Keystone from a Vaulted Ceiling, Germany, 1220-30, gallery 300
It’s too too complex is the consensus.
- “Pension savers caught out by ‘byzantine’ tax-relief rules,” reads a headline in The Times of London.
- “Experience in byzantine water policy key in elections at Coachella Valley agencies,” says an editorial in the Desert Sun.
- “It’s Complicated: Bosnia’s Byzantine System Of Government,” puns Radio Free Europe.

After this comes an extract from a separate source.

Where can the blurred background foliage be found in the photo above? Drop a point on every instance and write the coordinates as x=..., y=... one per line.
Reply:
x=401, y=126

The Formats of Old Friends . . . The Storyboard
Ivory Altarpiece, ca. 1390–1400, Italy, gallery 306
Stories in units in framed cells. Time divided into sequence in space. Grids of progression. The DNA for films, graphic novels, cartoons, comics . . .
Stories in Light
Stained Glass Panels, 15th C., German, gallery 306
Q: How do you tell those biblical stories - Mary as Virgin, Queen, Bride, Mother, Intercessor - to a largely illiterate congregation?
A: Stained glass.
I have heard that the origin of the term kike comes from Jewish immigrants at Ellis Island who would not sign their names with crosses (X), and signed instead with small circles: kikel or kikeleh in Yiddish shortened to kike, i.e. the people who make little circles.
The Articles We “Know”
The Last Supper, ca. 1500–1530, German or South Netherlandish, gallery 305
Yes, of course. The Last Supper, The Apostles, The Annunciation, The Madonna, The Child, The Pieta . . . familiar, the stuff of Western Civ. Not “chapter and verse” to me, but by osmosis in school, by television, and my childhood neighbors on their way home from Catechism.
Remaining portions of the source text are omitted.